An Incomplete History of the Art of Funerary Violin
Rohan Kriwaczek
Scribe, $29.95, 2007
This curious volume delineates (in considerable detail, despite its self-deprecating title) the lost art of Funerary Violin, a recondite tradition with its long-forgotten heroes and martyrs, and rather more than its share of eccentrics.
The Funerary Violinist, according to Kriwaczek, performed sombre improvised solos at gravesides of the well-to-do over a span of some two centuries.

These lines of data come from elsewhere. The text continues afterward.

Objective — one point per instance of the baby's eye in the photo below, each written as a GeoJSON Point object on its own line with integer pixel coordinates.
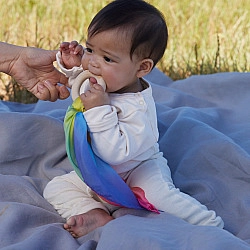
{"type": "Point", "coordinates": [107, 59]}
{"type": "Point", "coordinates": [88, 50]}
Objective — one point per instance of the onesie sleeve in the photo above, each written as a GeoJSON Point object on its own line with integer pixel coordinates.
{"type": "Point", "coordinates": [118, 136]}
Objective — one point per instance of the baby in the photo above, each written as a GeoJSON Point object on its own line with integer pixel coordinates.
{"type": "Point", "coordinates": [125, 41]}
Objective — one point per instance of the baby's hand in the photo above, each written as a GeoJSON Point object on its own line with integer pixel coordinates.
{"type": "Point", "coordinates": [71, 54]}
{"type": "Point", "coordinates": [94, 97]}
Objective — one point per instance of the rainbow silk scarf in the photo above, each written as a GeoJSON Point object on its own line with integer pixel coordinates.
{"type": "Point", "coordinates": [96, 173]}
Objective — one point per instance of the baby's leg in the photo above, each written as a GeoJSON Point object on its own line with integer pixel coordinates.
{"type": "Point", "coordinates": [75, 201]}
{"type": "Point", "coordinates": [82, 224]}
{"type": "Point", "coordinates": [154, 178]}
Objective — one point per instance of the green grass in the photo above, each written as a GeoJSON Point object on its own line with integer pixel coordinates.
{"type": "Point", "coordinates": [205, 36]}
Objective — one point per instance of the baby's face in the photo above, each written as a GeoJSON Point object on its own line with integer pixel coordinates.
{"type": "Point", "coordinates": [107, 54]}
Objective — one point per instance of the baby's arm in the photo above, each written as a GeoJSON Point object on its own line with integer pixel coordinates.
{"type": "Point", "coordinates": [72, 53]}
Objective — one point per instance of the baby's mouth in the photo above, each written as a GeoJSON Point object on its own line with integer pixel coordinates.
{"type": "Point", "coordinates": [93, 80]}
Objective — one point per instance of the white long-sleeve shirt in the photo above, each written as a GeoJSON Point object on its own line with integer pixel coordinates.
{"type": "Point", "coordinates": [124, 133]}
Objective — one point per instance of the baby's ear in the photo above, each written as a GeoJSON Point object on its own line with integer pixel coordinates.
{"type": "Point", "coordinates": [146, 65]}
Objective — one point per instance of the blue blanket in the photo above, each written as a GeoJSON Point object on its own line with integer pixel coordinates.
{"type": "Point", "coordinates": [204, 124]}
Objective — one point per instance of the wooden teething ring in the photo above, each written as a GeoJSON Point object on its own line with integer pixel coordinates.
{"type": "Point", "coordinates": [80, 79]}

Beginning in Elizabethan England, the practice spread to France and Germany before being crushed by the Vatican in the Great Funerary Purges of the late 1830s.
Afterwards, its Guild eked out a furtive existence in London until Kriwaczek chanced upon it, spent thirty years recovering its records and idiosyncratic repertoire, and brought it to public notice with this semi-scholarly monograph. His work is replete with reproductions of contemporary portraits and concludes with some forty pages of music laboriously transcribed from such fragments of the tradition as survive in mouldering chests in the Guild’s headquarters.

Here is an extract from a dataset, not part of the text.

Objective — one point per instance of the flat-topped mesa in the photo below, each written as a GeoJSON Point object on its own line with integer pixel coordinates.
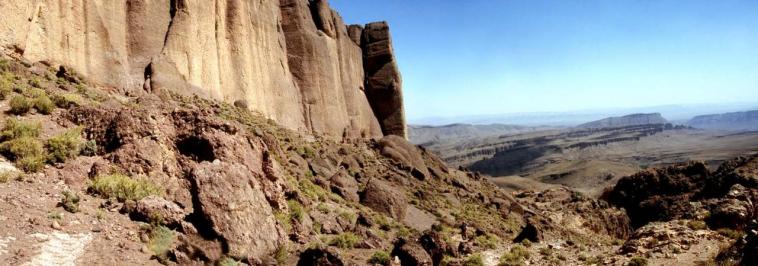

Anyone who has read thus far without baulking at my poor imitation of his florid language may enjoy the Incomplete History. The only caveat is that it is either a wonderfully elaborate flight of fancy or a very clever but rather silly hoax, depending on the reader’s predisposition. Funerary violinists, Guild, persecution, portraits and music are all the creation of one brilliant, versatile musician, Rohan Kriwaczek.
Afterword
This review was first published in the Townsville Bulletin in 2007 and added to this blog in 2022. Here we can add that Mr Kriwaczek has created a website which further documents the Guild and its repertoire, and offers for sale his recordings of some of those (ahem!) unique compositions.
The ingenious gentleman is also responsible (we use the word reluctantly) for several more projects exhibiting the same lunatic energy, so his website may entertain visitors longer than anticipated.